Dr. Michael T. Watkins worked on developing new ways to repair thoracic aortic aneurysms, as well as addressing complications that occur after restoring blood flow in patients with critical limb ischemia.
Thoracoabdominal aneurysms are particularly difficult to treat. Located in the chest and abdomen, they usually begin close to the large blood vessels supplying the brain and arms and terminate near the major vessels supplying the kidneys, intestines, and lower extremities. Open surgical repair is the primary treatment for complex thoracoabdominal aneurysms, but this can cause spinal cord injury. Dr. Watkins is developing a drug to treat and prevent possible spinal cord injury following surgical repair of aortic aneurysms in the thorax.
Dr. Watkins also studied why tissues become damaged after blood flow is restored in patients with peripheral artery disease (PAD), which can cause chronic inflammation and even strokes.

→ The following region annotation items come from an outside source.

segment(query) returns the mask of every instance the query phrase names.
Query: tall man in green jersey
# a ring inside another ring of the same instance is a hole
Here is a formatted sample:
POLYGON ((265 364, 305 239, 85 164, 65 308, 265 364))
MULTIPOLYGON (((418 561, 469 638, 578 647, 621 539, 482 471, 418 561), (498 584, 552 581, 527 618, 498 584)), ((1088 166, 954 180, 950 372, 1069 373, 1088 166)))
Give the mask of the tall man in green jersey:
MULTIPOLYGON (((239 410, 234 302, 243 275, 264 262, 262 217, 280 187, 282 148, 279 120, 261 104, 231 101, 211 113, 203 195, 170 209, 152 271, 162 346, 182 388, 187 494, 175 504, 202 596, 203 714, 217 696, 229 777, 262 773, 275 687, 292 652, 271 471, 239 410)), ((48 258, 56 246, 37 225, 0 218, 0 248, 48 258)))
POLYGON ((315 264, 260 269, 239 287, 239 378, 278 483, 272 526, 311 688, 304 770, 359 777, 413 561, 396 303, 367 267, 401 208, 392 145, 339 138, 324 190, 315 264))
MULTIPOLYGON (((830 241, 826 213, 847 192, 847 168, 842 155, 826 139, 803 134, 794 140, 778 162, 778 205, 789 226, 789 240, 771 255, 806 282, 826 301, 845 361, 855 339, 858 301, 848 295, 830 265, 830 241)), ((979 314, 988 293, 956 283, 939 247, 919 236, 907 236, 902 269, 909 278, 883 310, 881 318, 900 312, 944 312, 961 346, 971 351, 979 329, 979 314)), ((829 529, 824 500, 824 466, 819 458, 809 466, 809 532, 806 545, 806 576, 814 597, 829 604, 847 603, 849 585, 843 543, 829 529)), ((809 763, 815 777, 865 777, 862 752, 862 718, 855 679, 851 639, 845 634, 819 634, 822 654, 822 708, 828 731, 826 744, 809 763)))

Dr. Watkins worked on developing new treatments that will save patients’ limbs without complications.
After receiving the Wylie Scholar Award, Dr. Watkins became the Director of the Vascular Research Laboratory at Massachusetts General Hospital, which has received grants from the NIH and American Diabetes Association. With extensive teaching experience and being a national lecturer about vascular research, he was also appointed to the Harvard Medical School Faculty Council.